«Anticipo ammortizzatori sociali, intesa di assoluto valore per milioni di lavoratori»

di Luigi Sbarra *

Un accordo importante, inclusivo, solidale, che rende possibile l’erogazione immediata di tutte le indennità di integrazione previste dal decreto Cura Italia e non carica sul lavoratore alcun costo.
Rispetto all’accordo omologo del 2009 abbiamo ottenuto l’allargamento della convenzione a tutti i trattamenti di Cassa, da quella ordinaria a quella in deroga, come pure agli assegni previsti dal Fondo di integrazione salariale e dal fondo bilaterale dell’artigianato.
Il sistema bancario si impegna ad anticipare le somme dovute al lavoratore prima ancora dell’autorizzazione da parte dell’Inps alle pratiche. Operare “a monte” del via libera è una condizione necessaria, poiché queste procedure richiederanno tempo, a causa della grande platea delle persone coinvolte.
Abbiamo centinaia di migliaia di lavoratrici e lavoratori che hanno subito bisogno di copertura e a cui non si può rispondere con i tempi della burocrazia. Donne e uomini che, grazie a questo protocollo, avranno immediatamente liquidate le somme dovute, fino a un tetto di 1.400 euro.
La convenzione sarà attiva fino al 31 dicembre e darà piena copertura per tutte e 9 le settimane previste dalla cassa ordinaria, dall’assegno ordinario, dalla cassa in deroga.
È importante sottolineare che l’intesa impegna gli istituti a non applicare costi, rivolgendo al lavoratore condizioni di “massimo favore”. In caso di mancata autorizzazione alla cassa, inoltre, l’istituto non può accedere al patrimonio dell’interessato, ma dovrà richiedere il rimborso all’azienda.

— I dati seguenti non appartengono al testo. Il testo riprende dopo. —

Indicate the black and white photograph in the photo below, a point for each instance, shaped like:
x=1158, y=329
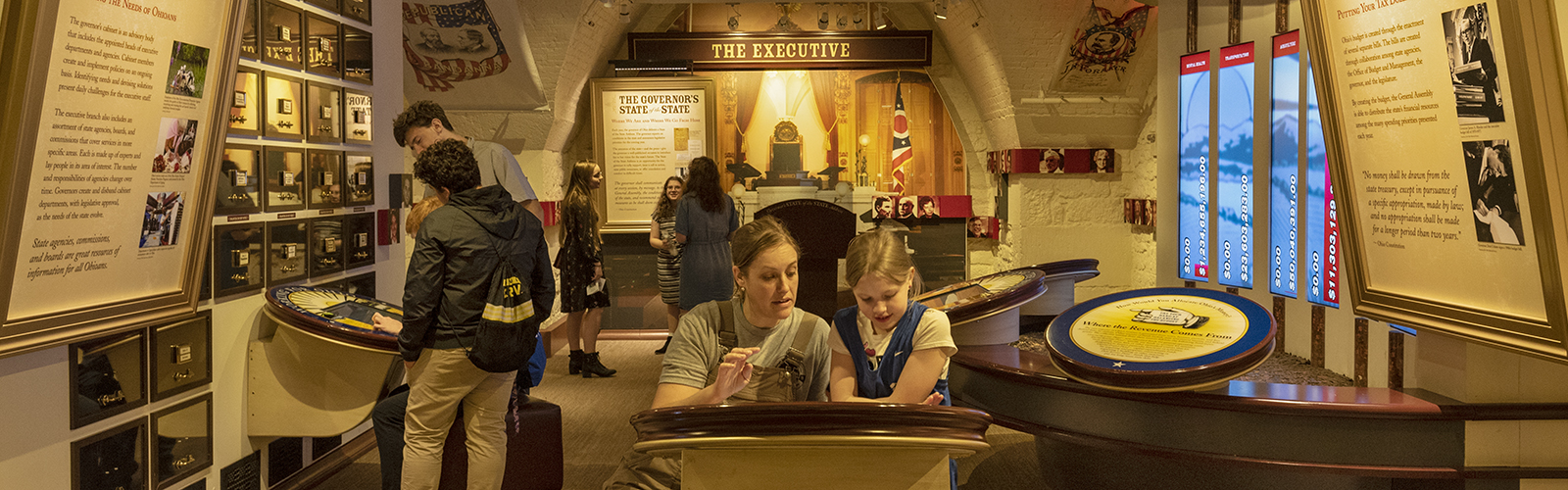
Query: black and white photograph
x=1471, y=65
x=161, y=221
x=1494, y=197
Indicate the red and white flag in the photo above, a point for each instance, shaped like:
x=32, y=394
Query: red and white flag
x=902, y=151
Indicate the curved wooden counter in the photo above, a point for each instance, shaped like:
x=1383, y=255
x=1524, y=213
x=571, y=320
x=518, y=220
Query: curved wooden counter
x=1235, y=437
x=812, y=445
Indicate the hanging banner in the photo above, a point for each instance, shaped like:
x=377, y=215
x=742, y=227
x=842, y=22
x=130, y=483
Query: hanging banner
x=469, y=54
x=1235, y=166
x=1285, y=124
x=1194, y=206
x=1104, y=47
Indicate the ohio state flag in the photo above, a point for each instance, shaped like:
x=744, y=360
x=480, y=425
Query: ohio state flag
x=452, y=43
x=902, y=151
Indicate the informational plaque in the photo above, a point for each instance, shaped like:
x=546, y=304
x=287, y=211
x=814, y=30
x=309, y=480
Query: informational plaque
x=1160, y=339
x=117, y=120
x=1445, y=124
x=647, y=130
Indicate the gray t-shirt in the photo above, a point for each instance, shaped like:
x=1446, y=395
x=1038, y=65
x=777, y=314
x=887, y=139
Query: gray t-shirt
x=695, y=347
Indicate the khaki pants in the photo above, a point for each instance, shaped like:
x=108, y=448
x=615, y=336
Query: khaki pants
x=438, y=382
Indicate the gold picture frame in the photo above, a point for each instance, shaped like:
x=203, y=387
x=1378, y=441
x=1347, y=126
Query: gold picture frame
x=1418, y=143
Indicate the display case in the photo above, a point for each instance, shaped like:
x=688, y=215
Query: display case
x=326, y=245
x=180, y=357
x=250, y=38
x=358, y=10
x=284, y=177
x=282, y=35
x=321, y=46
x=245, y=117
x=239, y=258
x=328, y=5
x=107, y=375
x=182, y=438
x=357, y=117
x=357, y=55
x=114, y=459
x=239, y=189
x=360, y=237
x=287, y=245
x=361, y=189
x=284, y=107
x=326, y=112
x=325, y=179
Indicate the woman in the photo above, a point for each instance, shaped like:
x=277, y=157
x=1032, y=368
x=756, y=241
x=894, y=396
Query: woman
x=662, y=236
x=705, y=219
x=582, y=272
x=764, y=325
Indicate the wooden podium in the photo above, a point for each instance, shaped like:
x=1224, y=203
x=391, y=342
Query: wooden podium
x=812, y=445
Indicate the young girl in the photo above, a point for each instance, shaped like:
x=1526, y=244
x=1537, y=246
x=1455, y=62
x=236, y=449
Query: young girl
x=582, y=272
x=662, y=236
x=888, y=349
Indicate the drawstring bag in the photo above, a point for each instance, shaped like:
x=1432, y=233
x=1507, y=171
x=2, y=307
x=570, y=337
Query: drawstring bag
x=507, y=331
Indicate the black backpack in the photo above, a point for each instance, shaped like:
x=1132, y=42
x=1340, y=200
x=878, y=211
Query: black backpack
x=507, y=331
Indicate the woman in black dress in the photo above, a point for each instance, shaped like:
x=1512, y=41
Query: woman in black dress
x=580, y=261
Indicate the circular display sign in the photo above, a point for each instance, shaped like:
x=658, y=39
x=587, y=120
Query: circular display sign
x=985, y=296
x=1160, y=339
x=333, y=315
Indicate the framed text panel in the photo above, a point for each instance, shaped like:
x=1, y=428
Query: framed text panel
x=1446, y=137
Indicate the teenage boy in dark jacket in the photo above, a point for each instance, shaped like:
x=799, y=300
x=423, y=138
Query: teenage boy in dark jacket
x=447, y=283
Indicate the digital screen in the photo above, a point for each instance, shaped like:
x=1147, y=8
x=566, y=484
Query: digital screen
x=1235, y=167
x=1285, y=140
x=1322, y=217
x=1194, y=206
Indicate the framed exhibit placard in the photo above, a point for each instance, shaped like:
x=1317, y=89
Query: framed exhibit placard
x=361, y=179
x=112, y=459
x=321, y=46
x=647, y=130
x=239, y=189
x=282, y=107
x=245, y=115
x=282, y=177
x=239, y=258
x=325, y=177
x=1445, y=132
x=358, y=60
x=115, y=129
x=326, y=112
x=357, y=117
x=107, y=375
x=182, y=435
x=180, y=355
x=282, y=33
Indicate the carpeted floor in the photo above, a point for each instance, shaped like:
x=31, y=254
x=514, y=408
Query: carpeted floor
x=596, y=429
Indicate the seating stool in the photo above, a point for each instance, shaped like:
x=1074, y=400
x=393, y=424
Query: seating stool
x=533, y=450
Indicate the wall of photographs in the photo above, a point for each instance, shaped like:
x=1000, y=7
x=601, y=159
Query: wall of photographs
x=1222, y=112
x=297, y=185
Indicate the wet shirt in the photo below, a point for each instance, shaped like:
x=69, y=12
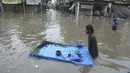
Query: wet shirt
x=92, y=46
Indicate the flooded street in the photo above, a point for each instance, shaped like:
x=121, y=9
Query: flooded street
x=19, y=33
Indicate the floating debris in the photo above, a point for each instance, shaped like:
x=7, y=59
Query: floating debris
x=36, y=66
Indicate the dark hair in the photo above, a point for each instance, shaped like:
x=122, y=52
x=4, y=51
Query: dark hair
x=89, y=27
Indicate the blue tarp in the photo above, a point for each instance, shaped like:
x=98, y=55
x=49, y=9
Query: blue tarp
x=48, y=52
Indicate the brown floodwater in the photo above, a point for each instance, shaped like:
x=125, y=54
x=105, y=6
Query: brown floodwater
x=20, y=32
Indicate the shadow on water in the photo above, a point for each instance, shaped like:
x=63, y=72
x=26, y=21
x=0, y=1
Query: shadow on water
x=21, y=32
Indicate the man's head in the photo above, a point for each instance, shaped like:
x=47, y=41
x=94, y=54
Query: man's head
x=89, y=29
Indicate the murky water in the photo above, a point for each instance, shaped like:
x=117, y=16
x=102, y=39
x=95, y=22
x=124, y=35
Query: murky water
x=19, y=33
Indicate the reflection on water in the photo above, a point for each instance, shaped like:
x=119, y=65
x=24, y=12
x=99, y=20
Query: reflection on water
x=52, y=27
x=19, y=33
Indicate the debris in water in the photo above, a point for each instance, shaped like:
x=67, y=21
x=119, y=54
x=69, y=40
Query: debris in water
x=13, y=48
x=36, y=66
x=21, y=17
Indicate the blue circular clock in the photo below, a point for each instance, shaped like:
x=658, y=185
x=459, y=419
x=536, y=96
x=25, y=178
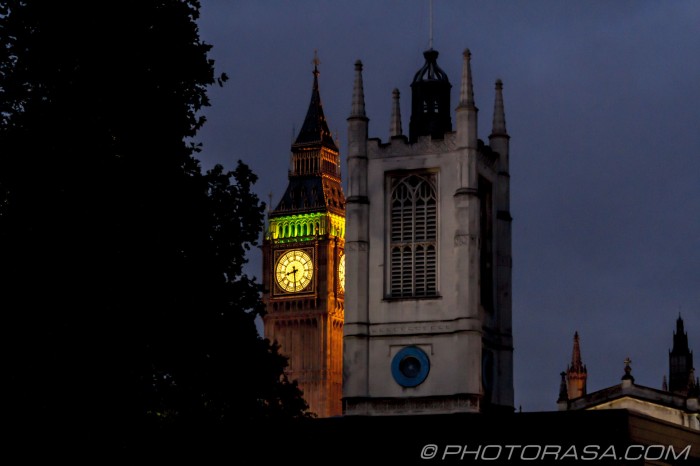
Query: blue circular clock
x=410, y=366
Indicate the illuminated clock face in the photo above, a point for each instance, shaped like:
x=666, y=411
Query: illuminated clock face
x=294, y=270
x=341, y=272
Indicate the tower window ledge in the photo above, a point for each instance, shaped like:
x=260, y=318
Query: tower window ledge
x=411, y=298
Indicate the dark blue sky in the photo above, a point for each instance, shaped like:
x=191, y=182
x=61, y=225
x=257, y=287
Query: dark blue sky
x=602, y=104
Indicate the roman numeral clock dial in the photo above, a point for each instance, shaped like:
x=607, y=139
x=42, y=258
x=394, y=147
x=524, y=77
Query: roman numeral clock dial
x=294, y=271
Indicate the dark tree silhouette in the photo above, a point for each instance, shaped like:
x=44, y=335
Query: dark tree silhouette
x=123, y=299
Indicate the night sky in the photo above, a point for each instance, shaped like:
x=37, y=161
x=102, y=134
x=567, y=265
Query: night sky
x=602, y=104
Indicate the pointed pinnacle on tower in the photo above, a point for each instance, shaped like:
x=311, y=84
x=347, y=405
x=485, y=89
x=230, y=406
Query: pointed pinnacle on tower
x=576, y=362
x=499, y=114
x=466, y=91
x=358, y=94
x=395, y=129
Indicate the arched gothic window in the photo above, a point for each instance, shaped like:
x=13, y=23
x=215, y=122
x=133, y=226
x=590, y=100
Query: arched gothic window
x=413, y=236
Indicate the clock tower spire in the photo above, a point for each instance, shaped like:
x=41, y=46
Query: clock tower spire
x=304, y=263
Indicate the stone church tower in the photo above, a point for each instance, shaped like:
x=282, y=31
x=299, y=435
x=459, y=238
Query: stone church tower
x=304, y=264
x=680, y=362
x=428, y=315
x=576, y=373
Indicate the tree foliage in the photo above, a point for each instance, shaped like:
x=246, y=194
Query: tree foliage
x=124, y=298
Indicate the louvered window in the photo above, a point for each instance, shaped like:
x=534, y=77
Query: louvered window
x=413, y=236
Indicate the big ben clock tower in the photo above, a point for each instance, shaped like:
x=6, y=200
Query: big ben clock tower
x=304, y=264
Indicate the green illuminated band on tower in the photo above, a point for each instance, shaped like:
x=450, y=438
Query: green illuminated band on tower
x=305, y=227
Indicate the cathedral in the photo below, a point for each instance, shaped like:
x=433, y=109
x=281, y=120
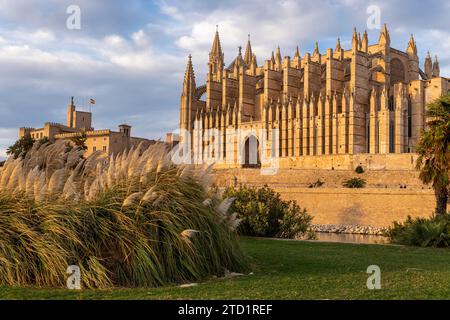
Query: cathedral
x=369, y=99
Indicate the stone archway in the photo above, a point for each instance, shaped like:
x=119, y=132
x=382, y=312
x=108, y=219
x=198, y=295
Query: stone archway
x=251, y=157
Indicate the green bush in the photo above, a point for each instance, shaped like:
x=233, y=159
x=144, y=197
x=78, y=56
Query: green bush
x=264, y=214
x=354, y=183
x=359, y=170
x=433, y=232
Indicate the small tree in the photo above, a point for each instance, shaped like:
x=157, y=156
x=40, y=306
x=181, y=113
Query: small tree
x=20, y=147
x=80, y=141
x=434, y=151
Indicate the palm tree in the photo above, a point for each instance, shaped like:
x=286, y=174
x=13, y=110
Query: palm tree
x=434, y=151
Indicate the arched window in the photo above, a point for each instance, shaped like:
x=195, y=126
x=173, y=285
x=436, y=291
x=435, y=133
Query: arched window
x=409, y=117
x=391, y=105
x=251, y=152
x=397, y=71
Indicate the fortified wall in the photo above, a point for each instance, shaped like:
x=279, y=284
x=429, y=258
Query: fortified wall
x=393, y=189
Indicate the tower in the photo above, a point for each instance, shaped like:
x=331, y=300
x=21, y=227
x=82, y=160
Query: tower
x=436, y=69
x=216, y=59
x=428, y=66
x=413, y=60
x=187, y=103
x=248, y=55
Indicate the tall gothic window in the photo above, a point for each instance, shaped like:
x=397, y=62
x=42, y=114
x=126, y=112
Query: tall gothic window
x=391, y=137
x=397, y=71
x=409, y=117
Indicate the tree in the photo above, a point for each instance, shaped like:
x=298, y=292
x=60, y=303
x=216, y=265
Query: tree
x=434, y=151
x=20, y=147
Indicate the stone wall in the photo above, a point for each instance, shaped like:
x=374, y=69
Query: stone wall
x=390, y=195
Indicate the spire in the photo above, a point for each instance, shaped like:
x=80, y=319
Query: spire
x=359, y=42
x=254, y=61
x=297, y=53
x=385, y=38
x=436, y=69
x=365, y=42
x=297, y=61
x=189, y=76
x=338, y=45
x=272, y=61
x=278, y=59
x=216, y=50
x=316, y=49
x=355, y=44
x=216, y=56
x=248, y=52
x=428, y=66
x=412, y=48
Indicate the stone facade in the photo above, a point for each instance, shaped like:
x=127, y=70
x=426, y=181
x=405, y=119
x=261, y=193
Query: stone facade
x=369, y=99
x=393, y=191
x=80, y=123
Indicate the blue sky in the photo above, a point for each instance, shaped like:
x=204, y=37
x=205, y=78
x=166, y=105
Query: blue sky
x=130, y=56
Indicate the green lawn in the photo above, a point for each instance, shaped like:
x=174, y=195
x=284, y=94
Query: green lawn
x=300, y=270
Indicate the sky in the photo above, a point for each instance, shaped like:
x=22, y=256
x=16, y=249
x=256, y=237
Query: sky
x=130, y=56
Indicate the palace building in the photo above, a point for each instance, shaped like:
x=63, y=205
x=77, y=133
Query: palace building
x=368, y=99
x=80, y=123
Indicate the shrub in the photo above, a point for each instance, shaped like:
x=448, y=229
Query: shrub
x=359, y=170
x=433, y=232
x=130, y=220
x=264, y=214
x=354, y=183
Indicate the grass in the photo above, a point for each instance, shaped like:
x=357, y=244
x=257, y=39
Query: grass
x=300, y=270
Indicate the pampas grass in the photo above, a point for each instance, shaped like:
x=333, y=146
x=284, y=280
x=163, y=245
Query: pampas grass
x=130, y=220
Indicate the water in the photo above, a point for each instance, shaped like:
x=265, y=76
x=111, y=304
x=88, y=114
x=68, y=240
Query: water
x=350, y=238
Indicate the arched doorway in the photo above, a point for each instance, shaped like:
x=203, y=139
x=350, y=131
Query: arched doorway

Sono punti fondamentali di responsabilità e buonsenso, su cui è importante che Abi e Governo vigilino rigorosamente. Noi certamente lo faremo attraverso le nostre articolazioni nelle aziende e sui territori.
L’incontro concertato tra sindacato, rappresentanze delle imprese, sistema bancario e Governo ha prodotto uno strumento di garanzia veloce, stabile, equo. Ora va valutata la costruzione di simili protocolli anche con realtà della Cooperazione bancaria e con la capillare rete di Poste Italiane.
Quando il Paese si muove unito, quando concerta le soluzioni, arriva a sintesi di grande efficacia. Fare coesione vuol dire coinvolgere ogni componente sociale capace di dare un contributo positivo. Perché nessuno sia lasciato indietro ognuno deve fare la sua parte.
Anche per questo abbiamo chiesto al Governo di coinvolgere le Parti sociali nella definizione del decreto-legge di aprile. Si tratta di prolungare le misure di tutela già previste e di includere nella rete di protezione le fasce sociali ancora escluse.
Penso ai lavoratori domestici, a 850 mila colf, badanti e caregivers che sono rimasti esclusi dagli ammortizzatori.
Penso alle centinaia di migliaia di lavoratori a termine che hanno visto o vedranno i proprio contratto scadere senza alcuna possibilità di rinnovo, anche a causa dei vincoli introdotti sulle causali dal decreto dignità.
Penso ancora ai tanti operatori del lavoro somministrato.
Penso al bisogno di istituire un reddito universale di emergenza da agganciare alle risorse europee per tutte le persone strette nella morsa della povertà, del sommerso, dell’esclusione sociale.
C’è un percorso da costruire, senza sterili polemiche e dannosi personalismi. Una via che, attraverso condivisione e corresponsabilità, crei soluzioni capaci di coniugare sostegno al reddito per tutti e supporto alle imprese.
Ieri abbiamo percorso un tratto di questo sentiero. Ora bisogna andare avanti insieme.